2. Nach diesen Maßstäben ist eine einstweilige Anordnung zu erlassen.

a) Die Verfassungsbeschwerde ist weder von vornherein insgesamt unzulässig noch offensichtlich unbegründet. Es erscheint vielmehr möglich, dass die angegriffene Entscheidung des Oberlandesgerichts Braunschweig, mit der die Auslieferung des Beschwerdeführers für zulässig erklärt wurde, diesen in seinen Rechten aus Art. 19 Abs. 4 GG verletzt. Das Oberlandesgericht könnte seine Aufklärungspflichten hinsichtlich der Gewährung prozessualer Mindestrechte verletzt haben, weil die ausländischen Strafurteile, zu deren Vollstreckung ausgeliefert werden soll, zum Teil in Abwesenheit des Beschwerdeführers ergangen sind (vgl. BVerfGE 59, 280 <282 ff.>; 63, 332 <337 f.> m.w.N.; BVerfGK 6, 13 <17>); insbesondere enthalten die von den türkischen Behörden vorgelegten Unterlagen in Bezug auf das Urteil des 12. Strafgerichts erster Instanz Bakirköy vom 16. April 2015 widersprüchliche Angaben zur An- oder Abwesenheit des Beschwerdeführers. Zudem erscheint es nicht völlig ausgeschlossen, dass das Oberlandesgericht die Gefahr eines erneuten Suizidversuchs beziehungsweise mögliche und erforderliche Vorkehrungen zu dessen Verhinderung während des Transports des Beschwerdeführers und dessen anschließender Inhaftierung in der Türkei nicht hinreichend aufgeklärt hat.
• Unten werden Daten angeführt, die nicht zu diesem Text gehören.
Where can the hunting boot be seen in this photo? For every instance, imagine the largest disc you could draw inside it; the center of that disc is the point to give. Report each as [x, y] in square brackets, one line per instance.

b) Die nach § 32 Abs. 1 BVerfGG erforderliche Folgenabwägung geht zugunsten des Beschwerdeführers aus. Die Folgen, die einträten, wenn der Beschwerdeführer ausgeliefert würde, sich später aber herausstellte, dass die Auslieferung rechtswidrig war, wiegen schwerer als die Folgen, die entstünden, wenn die Übergabe des Beschwerdeführers einstweilen untersagt bliebe, sich später aber herausstellte, dass sie ohne Rechtsverstoß hätte durchgeführt werden können. Denn im erstgenannten Fall wäre dem Beschwerdeführer eine erfolgreiche Geltendmachung seiner Einwände gegen die Auslieferung voraussichtlich nicht mehr möglich. Demgegenüber könnte der Beschwerdeführer, sollte sich die geplante Übergabe als rechtmäßig erweisen, zu einem späteren Zeitpunkt an die türkischen Behörden übergeben werden. Sein Aufenthalt in Deutschland würde sich lediglich bis zu einem solchen späteren Termin verlängern.